Since I’m passing on good material from other blogs, here’s another. Legal Geekery has a great post entitled Backup Your Computer Right Now. He recommends SugarSync. If you want a personal service, I’d recommend Mozy or DropBox (which I personally use).
Most law students take all of their notes and compile their outlines on laptop computers. However, it seems few law students bother backing up their data. Without backing up, law students are gambling with all of that irreplaceable data. Some people back their data up using a thumb drive which they then keep in their laptop bag. This is insufficient. If you keep your backup data in the same place as your laptop, they could both get stolen or ruined at the same time. Not backing up your data? You’re playing Russian roulette with your data and most likely your grades. Don’t do it.
We recommend that you do more than just use a digital backup. You should also print out your outlines periodically and yes, USE A SERVICE.
But you don’t need to go out and get your own service. Here at Pepperdine we offer 30 gigs of great online anywhere available storage! You can access it from google.pepperdine.edu
More info on Google Drive as well as all the Pepperdine Google Services can be found here: http://community.pepperdine.edu/it/tools/storage/googledrive.htm
In order to connect your gaming console to the University Network, you must first register the device.

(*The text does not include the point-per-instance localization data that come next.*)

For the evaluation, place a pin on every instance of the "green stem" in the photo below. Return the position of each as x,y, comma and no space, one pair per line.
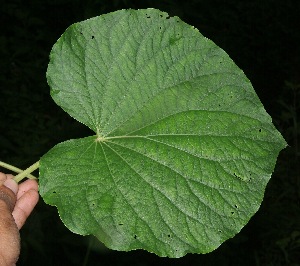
15,169
25,173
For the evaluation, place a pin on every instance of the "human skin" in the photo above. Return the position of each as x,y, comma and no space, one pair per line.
16,204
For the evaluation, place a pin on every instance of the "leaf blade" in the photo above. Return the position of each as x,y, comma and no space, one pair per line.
183,147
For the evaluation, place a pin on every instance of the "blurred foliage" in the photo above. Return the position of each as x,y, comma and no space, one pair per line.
262,37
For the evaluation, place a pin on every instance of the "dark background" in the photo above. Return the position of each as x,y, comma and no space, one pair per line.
262,37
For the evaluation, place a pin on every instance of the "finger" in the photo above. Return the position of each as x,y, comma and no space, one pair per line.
2,178
27,185
8,196
9,237
24,206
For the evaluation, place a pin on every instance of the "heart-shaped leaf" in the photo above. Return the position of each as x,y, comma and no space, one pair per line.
183,148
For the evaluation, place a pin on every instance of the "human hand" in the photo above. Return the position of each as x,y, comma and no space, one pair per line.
16,204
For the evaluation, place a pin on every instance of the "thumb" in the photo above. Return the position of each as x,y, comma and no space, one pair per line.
8,193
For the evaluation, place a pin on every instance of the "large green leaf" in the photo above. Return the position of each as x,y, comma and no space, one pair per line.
183,148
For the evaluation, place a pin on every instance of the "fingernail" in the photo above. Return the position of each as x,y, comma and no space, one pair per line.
12,185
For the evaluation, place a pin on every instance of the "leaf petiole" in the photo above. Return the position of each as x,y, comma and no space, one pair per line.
21,173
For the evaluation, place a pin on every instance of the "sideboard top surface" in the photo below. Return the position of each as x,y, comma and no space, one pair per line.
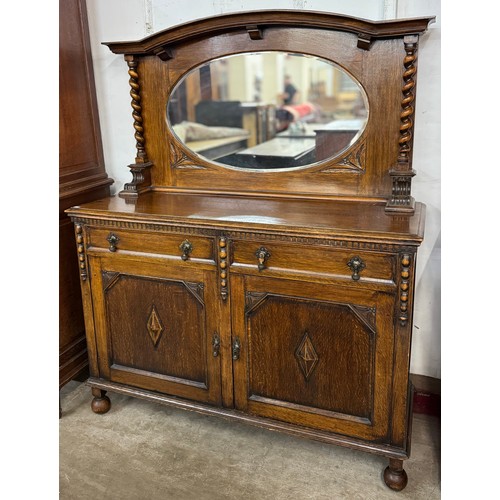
308,217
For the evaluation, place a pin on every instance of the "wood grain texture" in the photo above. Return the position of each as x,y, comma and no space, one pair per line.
283,300
207,27
82,175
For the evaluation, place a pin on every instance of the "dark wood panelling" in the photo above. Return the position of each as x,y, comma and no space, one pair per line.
82,175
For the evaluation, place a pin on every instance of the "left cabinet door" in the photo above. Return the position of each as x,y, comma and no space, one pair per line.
155,325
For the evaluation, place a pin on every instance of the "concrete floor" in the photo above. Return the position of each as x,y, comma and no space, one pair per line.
145,451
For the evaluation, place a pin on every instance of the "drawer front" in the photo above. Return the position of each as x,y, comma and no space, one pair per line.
185,247
267,257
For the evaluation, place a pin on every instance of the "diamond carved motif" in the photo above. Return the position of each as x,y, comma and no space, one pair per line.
154,326
306,356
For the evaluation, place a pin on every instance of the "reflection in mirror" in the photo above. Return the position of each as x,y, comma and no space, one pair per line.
267,110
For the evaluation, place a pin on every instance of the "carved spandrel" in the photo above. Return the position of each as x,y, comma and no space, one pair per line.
353,161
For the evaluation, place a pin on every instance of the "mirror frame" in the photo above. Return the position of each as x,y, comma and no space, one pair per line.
185,145
378,55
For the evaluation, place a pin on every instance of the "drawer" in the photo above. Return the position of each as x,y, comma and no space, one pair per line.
185,247
282,257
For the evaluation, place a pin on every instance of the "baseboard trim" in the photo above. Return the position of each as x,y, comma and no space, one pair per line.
427,395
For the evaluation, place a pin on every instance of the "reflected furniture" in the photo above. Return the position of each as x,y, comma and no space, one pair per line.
82,175
280,297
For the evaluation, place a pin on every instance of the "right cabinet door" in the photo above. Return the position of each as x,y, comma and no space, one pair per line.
316,355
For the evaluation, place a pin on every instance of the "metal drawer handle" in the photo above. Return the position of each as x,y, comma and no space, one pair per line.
113,240
186,247
356,265
262,255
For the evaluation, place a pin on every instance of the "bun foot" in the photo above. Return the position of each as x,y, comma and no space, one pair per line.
395,476
101,403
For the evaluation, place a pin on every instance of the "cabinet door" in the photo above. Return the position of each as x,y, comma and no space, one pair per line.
313,354
154,325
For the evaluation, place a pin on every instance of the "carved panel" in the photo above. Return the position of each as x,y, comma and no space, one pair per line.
306,356
154,326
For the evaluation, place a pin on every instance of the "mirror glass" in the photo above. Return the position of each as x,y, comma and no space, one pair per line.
267,110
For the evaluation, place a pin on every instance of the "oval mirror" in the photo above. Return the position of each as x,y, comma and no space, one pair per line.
267,110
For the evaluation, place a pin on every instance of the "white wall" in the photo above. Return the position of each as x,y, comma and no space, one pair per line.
113,20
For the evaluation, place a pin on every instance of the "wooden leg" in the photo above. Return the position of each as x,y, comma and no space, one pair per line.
101,403
395,476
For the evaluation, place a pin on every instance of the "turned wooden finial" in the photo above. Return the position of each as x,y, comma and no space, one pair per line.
401,199
141,176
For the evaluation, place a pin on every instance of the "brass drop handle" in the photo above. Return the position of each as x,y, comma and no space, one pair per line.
262,255
113,240
215,345
186,247
356,265
236,348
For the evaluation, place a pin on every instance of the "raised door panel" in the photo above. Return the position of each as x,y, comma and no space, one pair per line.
155,327
315,355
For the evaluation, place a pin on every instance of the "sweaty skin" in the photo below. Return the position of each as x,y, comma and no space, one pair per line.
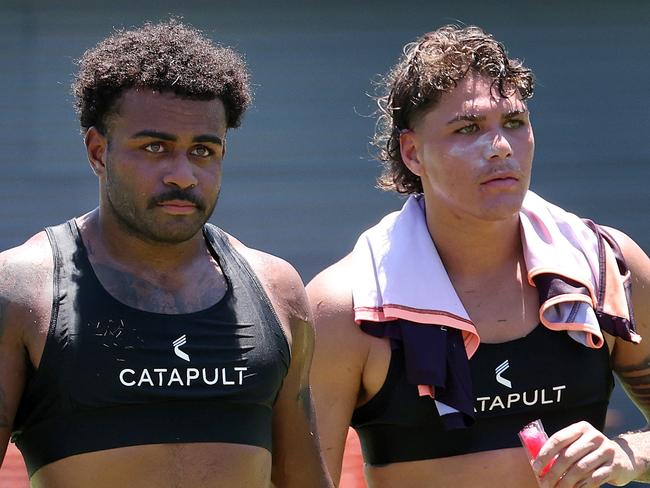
473,152
160,170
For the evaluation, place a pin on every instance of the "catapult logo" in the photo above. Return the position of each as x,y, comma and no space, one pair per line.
542,395
499,370
181,341
228,376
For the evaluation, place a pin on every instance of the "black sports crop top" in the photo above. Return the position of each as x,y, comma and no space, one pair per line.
544,375
113,376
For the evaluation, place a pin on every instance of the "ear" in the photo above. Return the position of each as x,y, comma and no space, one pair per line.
409,145
96,150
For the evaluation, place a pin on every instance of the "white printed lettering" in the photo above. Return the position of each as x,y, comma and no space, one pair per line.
512,398
160,372
123,381
175,378
192,374
224,380
559,392
145,377
530,403
497,402
241,374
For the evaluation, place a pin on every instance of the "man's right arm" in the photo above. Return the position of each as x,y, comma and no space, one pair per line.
23,276
339,357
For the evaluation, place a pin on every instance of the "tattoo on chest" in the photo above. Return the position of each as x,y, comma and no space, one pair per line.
142,294
4,421
636,379
3,311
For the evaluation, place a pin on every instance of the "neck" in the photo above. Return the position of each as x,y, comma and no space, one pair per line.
107,240
470,247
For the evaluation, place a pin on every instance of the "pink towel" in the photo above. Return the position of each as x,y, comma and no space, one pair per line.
577,268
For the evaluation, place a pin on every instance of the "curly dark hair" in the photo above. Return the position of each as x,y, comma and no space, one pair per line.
429,67
167,57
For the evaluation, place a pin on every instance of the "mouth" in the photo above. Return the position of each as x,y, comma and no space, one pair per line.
501,179
177,207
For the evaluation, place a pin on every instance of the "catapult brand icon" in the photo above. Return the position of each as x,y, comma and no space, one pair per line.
499,370
542,395
178,343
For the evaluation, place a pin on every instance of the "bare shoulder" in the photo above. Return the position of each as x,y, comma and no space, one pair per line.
330,296
25,288
636,259
23,269
282,284
628,358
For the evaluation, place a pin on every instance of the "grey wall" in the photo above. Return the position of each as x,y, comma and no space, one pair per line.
298,178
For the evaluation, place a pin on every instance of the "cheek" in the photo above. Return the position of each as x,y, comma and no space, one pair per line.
465,150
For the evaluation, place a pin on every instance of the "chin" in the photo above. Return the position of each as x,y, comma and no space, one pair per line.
505,209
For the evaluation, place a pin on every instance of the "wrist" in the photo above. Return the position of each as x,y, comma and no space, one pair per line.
633,465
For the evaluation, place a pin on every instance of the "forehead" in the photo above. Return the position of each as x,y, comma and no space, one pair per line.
167,112
476,95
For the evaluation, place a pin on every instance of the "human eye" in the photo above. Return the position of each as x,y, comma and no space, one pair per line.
154,147
467,129
201,151
514,123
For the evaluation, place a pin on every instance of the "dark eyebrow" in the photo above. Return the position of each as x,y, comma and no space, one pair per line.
514,113
209,138
479,118
466,117
153,134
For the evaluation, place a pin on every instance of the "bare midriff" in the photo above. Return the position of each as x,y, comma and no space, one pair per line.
505,468
196,465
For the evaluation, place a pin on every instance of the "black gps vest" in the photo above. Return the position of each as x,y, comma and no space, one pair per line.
114,376
544,375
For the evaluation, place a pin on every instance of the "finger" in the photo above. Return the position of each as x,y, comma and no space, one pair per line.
558,441
585,454
582,473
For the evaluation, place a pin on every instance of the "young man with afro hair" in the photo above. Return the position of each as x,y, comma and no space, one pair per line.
141,346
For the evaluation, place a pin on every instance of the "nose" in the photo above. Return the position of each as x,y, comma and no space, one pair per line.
180,173
499,147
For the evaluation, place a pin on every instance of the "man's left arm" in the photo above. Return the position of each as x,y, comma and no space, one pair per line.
585,457
297,460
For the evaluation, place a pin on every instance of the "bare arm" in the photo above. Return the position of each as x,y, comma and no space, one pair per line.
339,358
297,461
632,362
24,271
586,458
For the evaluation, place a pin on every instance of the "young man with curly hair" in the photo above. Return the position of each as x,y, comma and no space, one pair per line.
141,346
479,307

It is very similar to registering your computer or smart phone except you must enter the “media access control” or MAC address manually using a device like your computer or smartphone.
Go to https://wavesconnect.pepperdine.edu
and select the “Game and DVR Devices” link and follow the instructions.
Enter your network login ID, your network password and your game system or other device’s MAC address and you’ll soon be in business. Keep in mind, you have to do this once a year for these kinds of devices. It’s not permanent.
If you need help finding your MAC address for your system, check out this resource.
Viruses, worms, ad-ware and spyware, and theft, are examples of SEVERE risks to your computer in a public, networked environment. You MUST PERFORM THE STEPS LISTED BELOW if you wish to use your computer at Pepperdine or you could face repercussions including loss of network access, data loss, and system failure.
- Maintain up-to-date virus protection software on your computer. The University’s IT department supports Sophos for faculty and staff for students, University IT recommends Microsoft Security Essentials for Windows and Sophos AntiVirus for Macs.
- Regularly install all Critical Updates from http://update.microsoft.com. You should begin checking Microsoft Update constantly, starting now. You can also configure your Windows computer to check automatically for updates every time you connect to the Internet.
- Keep Adobe Flash & Reader and Java Updated. A great browser-based tool for checking how current your web-related tools are is Qualys Browser Check.
- Keep your computer’s operating system and office products up-to-date
- Do not install peer-to-peer file-sharing software or other high-risk programs. Attempt to eliminate any programs that might already be installed by running a spyware/adware removal product such as Spybot Search & Destroy or Ad-aware.
- Buy and use a computer security cable for your computer to lock it down when it is not attended. (Alarm-equipped cables are NOT recommended.) We highly recommend that you never leave your belongings alone, especially in quiet areas like the Law Library, as the School of Law is open to the public.
- Do not click on links in unsolicited email messages
- Do not open an email attachment unless you are expecting it or have checked with the sender.